The Preciousssssssss.

Every thrifter has a 'big fish' tale about the score that defied all odds. I once found a pair of brand-new Doc Martens maroon-leather Mary Janes in just my size for only three bucks. I wore them for years -- in fact, I wore them out -- and then I found another pair exactly like them. Same size, same style, same color, same price, same thrift shop. Of course I bought them-- who wouldn't, when the Thrift Gods make their wishes so clear?

That pair of Mary Janes wasn't my only Doc Marten triumph. I once spotted a pair at a yard sale-- black greasy leather 1460s, the selfsame model I'd been wearing for decades, sized to fit. A lovely young woman with a baby on her lap smiled when I asked her the price. "One dollar," she said.

Wait, WHAT?! Was she serious?

 "Absolutely," she beamed. She explained that she'd never once taken them out of the box, having developed swollen feet as a side effect to a somewhat risky first pregnancy. She held her fine, fat, bright-eyed son aloft. "He was my prize," she said, eyes shining.  "The Docs will be yours."

And every time I strap those 1460s on, I bless that young mother and her miracle child.

In my thrift-hunting life, I've stumbled across so many super scores, cool coups, vintage victories, and amazing finds. But one of the most memorable was the one I very nearly missed, and yesterday's post about sandalwood fragrances reminded me all over again of my great good fortune.

It was a mellow October, aflood with abundant sunshine. My husband wisely lured me away from the computer and out into a waiting car. Our destination: Green Acres Antiques, an estate-sale and antiques complex located on a private farm in the Pine Barrens. At the end of a long, winding gravel drive, it spread out before us: a beautiful farmhouse surrounded by a graduated series of wooden outbuildings stocked with antique furniture and culminating with a two-story red barn crammed with a thousand objects of desire.

"Ye Olde Antiques Barn" (as I irreverently nicknamed it) has since become one of my favorite sources for vintage fragrance, but on that first visit I was frankly surprised to find any at all.
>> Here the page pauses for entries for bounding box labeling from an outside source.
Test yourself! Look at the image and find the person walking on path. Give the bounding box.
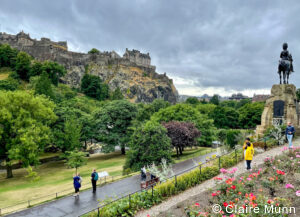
[243,137,253,169]
[245,142,254,170]
[73,173,81,197]
[285,122,295,148]
[91,169,99,193]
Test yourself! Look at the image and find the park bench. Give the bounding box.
[141,177,159,188]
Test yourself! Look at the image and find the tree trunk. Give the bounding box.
[179,146,182,155]
[121,145,126,155]
[6,158,13,179]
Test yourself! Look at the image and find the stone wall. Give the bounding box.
[256,84,300,134]
[0,32,178,103]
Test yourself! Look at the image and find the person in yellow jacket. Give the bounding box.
[243,141,254,170]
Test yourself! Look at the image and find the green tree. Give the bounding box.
[0,44,19,69]
[185,97,200,105]
[217,129,227,144]
[0,78,19,91]
[238,102,264,129]
[209,94,220,105]
[125,121,172,171]
[29,61,43,77]
[52,97,101,150]
[34,72,55,99]
[88,48,100,54]
[136,99,170,122]
[151,104,216,146]
[81,74,108,100]
[42,61,67,86]
[94,100,137,154]
[15,51,32,81]
[296,88,300,101]
[110,87,124,100]
[0,91,56,178]
[235,99,251,109]
[226,130,241,148]
[66,150,87,174]
[196,103,216,115]
[62,116,82,152]
[220,100,238,108]
[209,106,239,129]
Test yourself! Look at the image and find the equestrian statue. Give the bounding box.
[278,43,294,84]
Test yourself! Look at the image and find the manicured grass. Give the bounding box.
[0,67,11,81]
[0,152,125,208]
[0,147,211,208]
[172,147,214,163]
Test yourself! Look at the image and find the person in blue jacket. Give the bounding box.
[73,173,81,197]
[285,122,295,148]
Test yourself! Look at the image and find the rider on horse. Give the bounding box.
[279,43,294,72]
[278,43,294,84]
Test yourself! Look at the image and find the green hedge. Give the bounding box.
[86,150,243,217]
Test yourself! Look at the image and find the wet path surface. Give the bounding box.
[7,152,216,217]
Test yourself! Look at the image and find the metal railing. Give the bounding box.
[0,147,212,216]
[79,148,242,217]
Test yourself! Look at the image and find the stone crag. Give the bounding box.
[256,84,300,135]
[0,31,178,103]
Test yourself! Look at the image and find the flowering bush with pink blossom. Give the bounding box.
[185,146,300,217]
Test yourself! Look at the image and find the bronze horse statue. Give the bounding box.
[278,43,294,84]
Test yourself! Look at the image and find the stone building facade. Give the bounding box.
[256,84,300,135]
[0,31,178,103]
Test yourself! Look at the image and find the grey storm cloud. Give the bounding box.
[0,0,300,93]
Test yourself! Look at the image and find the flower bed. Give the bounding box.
[185,147,300,217]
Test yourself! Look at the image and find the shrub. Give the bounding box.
[88,153,239,217]
[226,130,241,148]
[0,78,19,91]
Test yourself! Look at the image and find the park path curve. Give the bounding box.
[135,137,300,217]
[6,152,216,217]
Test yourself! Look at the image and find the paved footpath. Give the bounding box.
[135,137,300,217]
[7,152,216,217]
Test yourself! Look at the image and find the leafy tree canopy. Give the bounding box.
[151,104,216,146]
[0,91,56,177]
[125,121,172,171]
[81,74,108,100]
[94,100,137,154]
[185,97,200,105]
[162,121,201,157]
[238,102,264,128]
[209,94,220,105]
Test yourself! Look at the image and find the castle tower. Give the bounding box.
[256,84,300,135]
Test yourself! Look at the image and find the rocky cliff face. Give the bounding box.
[0,32,178,103]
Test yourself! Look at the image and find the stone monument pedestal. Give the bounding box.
[256,84,300,135]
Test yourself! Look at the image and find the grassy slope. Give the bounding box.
[0,68,11,81]
[0,147,210,208]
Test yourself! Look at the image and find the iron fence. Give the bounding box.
[0,176,120,215]
[79,148,242,217]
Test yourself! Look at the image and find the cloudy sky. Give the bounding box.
[0,0,300,96]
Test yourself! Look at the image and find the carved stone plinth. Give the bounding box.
[256,84,300,134]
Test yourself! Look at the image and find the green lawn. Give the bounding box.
[0,147,211,208]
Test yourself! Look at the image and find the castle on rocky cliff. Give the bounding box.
[0,31,155,70]
[0,31,178,103]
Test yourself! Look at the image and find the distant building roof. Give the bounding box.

Sure, you'd expect to find old rocking chairs, Depression glass, and vintage Coca-Cola collectibles in such a place-- but perfume? Not hardly. Yet here, one of the first things I spotted was a fancy dessert tray crowded with mini-bottles, the whole shebang perched atop a velveteen hassock.  "Go ahead," my consummately-tolerant husband said, nudging me toward it. "I'll catch up with you later."

For a good twenty minutes, I sat happy as a clam on the floor, opening and sniffing one tiny bottle at a time. The owner (a wiry little lady with a fanny pack strapped around her meager hips) happened past and cheerfully called my attention to a SECOND bottle-laden tray on the shelf of a nearby hutch cupboard-- a vision that would have left me weak in the knees if I hadn't already been sitting down. It was in this cupboard that my eye caught a glimpse of real treasure.

It sat half-lost amid the jumble-- a one-dram amber bottle full of perfume oil. I picked it up, turned it around to read the ancient, flaking label, and felt my hands start to tremble. Sandalwood Mysore, it read. Cautiously, I twisted off the lid and inhaled. Sweet gods of perfumery, it was the genuine article-- buttery, rich, radiant and emphatic. I could hardly believe it.

"How much is this?" I asked, holding the vial up for the owner to see.

She shrugged. "Fifty cents." I almost swallowed my tongue. Mysore sandalwood being not just a rarity now, but an impossibility, she could have said fifty DOLLARS and I would have forked it over without question.

My husband met up with me again, and we continued to drift around, finding attractive curiosities in every corner. Secretly, however, I was grappling with excitement so strong it took all my wherewithal to keep it concealed. I felt certain that if I let it show, that fifty-cent price tag on that vial of Mysore sandalwood would magically balloon a hundred times in size. Sure enough, the owner caught up with me about ten minutes later. "You know, I'm really giving you a deal on that perfume oil," she said. "It's actually worth a lot more than what I quoted."

"Oh, er... really?" I replied in my best clueless voice. "I just thought it smelled nice."

"Well, you're the only person who ever asked about it, so that's something. Hell, I've been running this place for years, and I didn't even know it was here-- or who consigned it in the first damn place. So fifty cents and finders keepers."

"Wait here," I told her.

I ran back to the dessert tray and gathered up a handful of miniatures: Houbigant Chantilly, Annick Goutal Eau d'Hadrien, Prince Matchabelli Chimère, and Estée Lauder Private Collection. I knew they would cost much more than the sandalwood, but at that moment, it seemed to me that karma itself had demanded this gesture.

In the end, we were both delighted-- the owner for having instantly increased her profit to a cool ten dollars; me for walking away with a classic all-season scent wardrobe... and a lifetime supply of the rarest and most coveted essence in the world.